White Eyes' ultimate aim was a separate Lenape state in the Ohio Valley where his people could live without fear of encroachment on their lands. He was willing to talk to British colonial officials in hopes of making that a reality, but the Revolution intervened. He opened negotiations with the Americans and, in 1776, personally visited and spoke to the Continental Congress in Philadelphia, requesting a separate homeland for his people. In 1778, representatives of the United States and the Lenape signed the Treaty of Fort Pitt, which promised, among other things, a separate Lenape State. American negotiators took the treaty back to Philadelphia, where it was never presented to Congress for action. The treaty also provided that the Lenape would act as guides to American forces trying to dislodge the British from the Ohio Valley.
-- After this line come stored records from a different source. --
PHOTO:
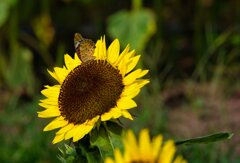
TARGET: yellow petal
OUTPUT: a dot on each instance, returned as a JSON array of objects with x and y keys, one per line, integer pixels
[
  {"x": 118, "y": 156},
  {"x": 123, "y": 55},
  {"x": 56, "y": 123},
  {"x": 49, "y": 113},
  {"x": 131, "y": 91},
  {"x": 58, "y": 138},
  {"x": 130, "y": 78},
  {"x": 132, "y": 63},
  {"x": 130, "y": 144},
  {"x": 113, "y": 51},
  {"x": 51, "y": 91},
  {"x": 126, "y": 114},
  {"x": 108, "y": 160},
  {"x": 50, "y": 101},
  {"x": 126, "y": 103},
  {"x": 167, "y": 153},
  {"x": 141, "y": 82},
  {"x": 81, "y": 131},
  {"x": 144, "y": 144},
  {"x": 113, "y": 113},
  {"x": 48, "y": 106},
  {"x": 179, "y": 159}
]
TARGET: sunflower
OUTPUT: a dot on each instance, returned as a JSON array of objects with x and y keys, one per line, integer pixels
[
  {"x": 89, "y": 92},
  {"x": 145, "y": 151}
]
In early November, 1778, White Eyes joined an expedition led by American General Lachlan McIntosh as a guide and negotiator. He died soon after and the Americans reported his death to his people as smallpox. Only years later did White Eyes' friend, United States Indian Agent George Morgan, write a letter to Congress requesting a pension for White Eyes' widow and child. In that letter, he claimed that White Eyes had been killed by an American militiaman. The assassination was covered up at the time to avoid alienating the Lenape and inflaming other tribes in the frontier. White Eyes' widow, Rachel, who had assimilated to her husband's people, was also murdered by White Militia in 1788. George Morgan took their son in and raised him as his own child. He was successful in securing for White Eyes' son a scholarship to the College of New Jersey (later Princeton University), all expenses paid by the Continental Congress. Unfortunately, the young man died in 1798.